Cosa ne è del ciclismo caro? Lo chiediamo e soprattutto ce lo chiediamo, per conto della gente che ha il diritto di fruizione - dello sport nuovo e di quello vecchio - e non anche il dovere di ispezione, di controllo, di partecipazione troppo complessa agli show propostile o impostile. Ce lo chiediamo credendo in un giornalismo che pone anche domande di questo tipo, soprattutto dopo avere quasi smesso di raccontare. E annotiamo che il ciclismo fruisce di nuovissime tecnologie ma intanto riscopre e si regala le strade bianche, continua a scalare le montagne ma lo fa anche - come dire? - a balzelloni, con quella cosa che si chiama mountain bike e sorellame. Che è uno sport assai avanti nel culto della valutazione uomo-donna, nel senso che le ciclistesse sono più vicine ai ciclisti di quanto lo siano, per esempio, le nuotatrici ai nuotatori, anche se il nuoto si addice eccome alle donne. E al proposito viene da ricordare che c’è uno sport in cui la donna sta più avanti, come performances, dell’uomo, ed è la ginnastica artistica: nessun uomo avvicina quella ragazzina Usa di colore, pure ottima pensatrice, che fa cose sublimi annullando il suo stesso peso, e senza sbrodolamenti eleganti ma talora bambineschi come invece avviene (esempio comunque interessante) nel pattinaggio esso pure detto artistico.

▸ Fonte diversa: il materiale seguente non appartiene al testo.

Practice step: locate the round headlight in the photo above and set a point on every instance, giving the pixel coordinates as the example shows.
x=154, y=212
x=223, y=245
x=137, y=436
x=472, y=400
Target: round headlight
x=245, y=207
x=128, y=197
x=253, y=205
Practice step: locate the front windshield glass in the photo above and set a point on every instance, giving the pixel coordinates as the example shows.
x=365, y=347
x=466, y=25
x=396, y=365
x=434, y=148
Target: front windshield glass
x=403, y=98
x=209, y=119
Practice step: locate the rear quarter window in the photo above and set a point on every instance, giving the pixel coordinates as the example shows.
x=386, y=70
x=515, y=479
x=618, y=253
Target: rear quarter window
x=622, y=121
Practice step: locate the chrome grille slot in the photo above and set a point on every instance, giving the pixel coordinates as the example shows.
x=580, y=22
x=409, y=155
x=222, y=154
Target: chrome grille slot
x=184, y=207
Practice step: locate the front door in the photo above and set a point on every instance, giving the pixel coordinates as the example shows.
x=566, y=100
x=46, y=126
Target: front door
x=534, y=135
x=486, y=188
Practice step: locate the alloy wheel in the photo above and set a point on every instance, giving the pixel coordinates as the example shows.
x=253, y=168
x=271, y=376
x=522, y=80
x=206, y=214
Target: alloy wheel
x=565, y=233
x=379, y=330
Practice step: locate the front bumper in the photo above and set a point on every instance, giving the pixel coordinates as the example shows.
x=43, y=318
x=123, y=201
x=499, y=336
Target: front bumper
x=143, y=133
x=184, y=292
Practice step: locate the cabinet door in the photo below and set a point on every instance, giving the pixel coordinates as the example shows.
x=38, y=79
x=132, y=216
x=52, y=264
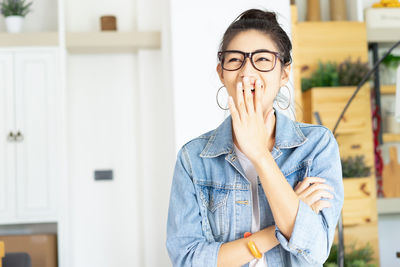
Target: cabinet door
x=35, y=93
x=7, y=147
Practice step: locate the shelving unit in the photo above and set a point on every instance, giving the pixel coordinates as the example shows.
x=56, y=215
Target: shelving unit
x=390, y=137
x=388, y=89
x=388, y=206
x=28, y=39
x=111, y=42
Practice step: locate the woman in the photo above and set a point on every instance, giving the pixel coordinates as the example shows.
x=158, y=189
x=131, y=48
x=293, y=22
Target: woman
x=259, y=171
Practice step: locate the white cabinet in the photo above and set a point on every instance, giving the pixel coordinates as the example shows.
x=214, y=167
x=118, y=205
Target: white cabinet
x=28, y=127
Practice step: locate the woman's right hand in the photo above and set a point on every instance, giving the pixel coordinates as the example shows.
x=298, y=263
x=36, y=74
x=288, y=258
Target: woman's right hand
x=311, y=190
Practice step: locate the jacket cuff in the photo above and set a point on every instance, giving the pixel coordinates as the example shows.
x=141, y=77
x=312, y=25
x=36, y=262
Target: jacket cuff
x=207, y=254
x=302, y=232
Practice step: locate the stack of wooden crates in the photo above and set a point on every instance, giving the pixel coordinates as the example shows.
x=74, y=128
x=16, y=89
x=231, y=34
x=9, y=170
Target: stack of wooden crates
x=337, y=41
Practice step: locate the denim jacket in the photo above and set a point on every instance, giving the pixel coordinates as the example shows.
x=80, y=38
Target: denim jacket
x=211, y=202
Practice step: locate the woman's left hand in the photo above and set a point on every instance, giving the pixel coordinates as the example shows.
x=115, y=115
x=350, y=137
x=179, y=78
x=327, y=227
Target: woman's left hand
x=252, y=130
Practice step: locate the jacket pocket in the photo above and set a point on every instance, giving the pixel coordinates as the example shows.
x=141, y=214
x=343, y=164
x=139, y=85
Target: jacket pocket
x=214, y=199
x=298, y=173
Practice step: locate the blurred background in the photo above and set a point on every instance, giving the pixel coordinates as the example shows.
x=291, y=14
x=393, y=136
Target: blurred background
x=97, y=97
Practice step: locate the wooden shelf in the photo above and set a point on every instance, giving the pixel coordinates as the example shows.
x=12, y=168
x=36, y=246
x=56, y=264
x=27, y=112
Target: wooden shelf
x=111, y=42
x=388, y=206
x=388, y=89
x=28, y=39
x=390, y=137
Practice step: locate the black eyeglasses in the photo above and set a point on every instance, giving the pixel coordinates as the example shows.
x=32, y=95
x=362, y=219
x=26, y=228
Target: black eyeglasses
x=262, y=60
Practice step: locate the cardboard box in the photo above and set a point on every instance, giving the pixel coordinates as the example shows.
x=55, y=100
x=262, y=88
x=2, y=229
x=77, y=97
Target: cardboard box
x=41, y=247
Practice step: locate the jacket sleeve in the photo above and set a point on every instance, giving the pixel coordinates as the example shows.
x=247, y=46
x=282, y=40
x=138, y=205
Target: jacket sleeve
x=313, y=233
x=186, y=243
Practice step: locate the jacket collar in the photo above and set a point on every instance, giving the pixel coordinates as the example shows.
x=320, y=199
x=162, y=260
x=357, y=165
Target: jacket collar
x=287, y=135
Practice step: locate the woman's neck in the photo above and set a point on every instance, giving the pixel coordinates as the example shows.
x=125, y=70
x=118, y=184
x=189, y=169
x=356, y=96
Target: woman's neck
x=271, y=138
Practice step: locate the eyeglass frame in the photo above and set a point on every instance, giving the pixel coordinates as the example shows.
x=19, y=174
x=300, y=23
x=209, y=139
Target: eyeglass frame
x=250, y=56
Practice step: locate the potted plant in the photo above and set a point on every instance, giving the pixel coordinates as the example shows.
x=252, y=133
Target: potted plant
x=355, y=167
x=326, y=75
x=327, y=90
x=361, y=257
x=388, y=72
x=359, y=192
x=14, y=11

Il sogno di chi scrive queste righe è una sorta di stati generali del mondo tutto della bicicletta, per studiare strade, nuove e vecchie, e per studiarsi. Per prendere atto della propria universalità, ormai, superiore forse a quella di qualsiasi altro sport, e della sua immane vis ecologica, e intanto, ahinoi, della staticità mentale dei suoi dirigenti e padroni, magari teneri e poetici ma intanto lenti e timorati. E per sollecitare casomai una letteratura ciclistica nuova, persino più suggestiva di quella che pure fece le sue fortune agli albori: casomai riesumando una certa poetica antiqua, mentre il resto dello sport cerca di comunicare con formule aride, grafica algida, fonetica in neolingua inglese cioè nuova koiné. E pazienza se, sottomessi a questo sport nuovo, ci scopriamo dentro, ma proprio tanto dentro, la voglia povera di controllare se in salita davvero i pedalatori sgocciolano se stessi di sudore segnando la strada alla maniera di un Pollicino liquido.
Il ciclismo può diventare o ritornare il primo degli sport. Fra l’altro ha già scoperto e assimilato il suo mondo petrolarabo, però su strade vuote e non in cantieri mortiferi di impianti sportivi: vuoi mettere?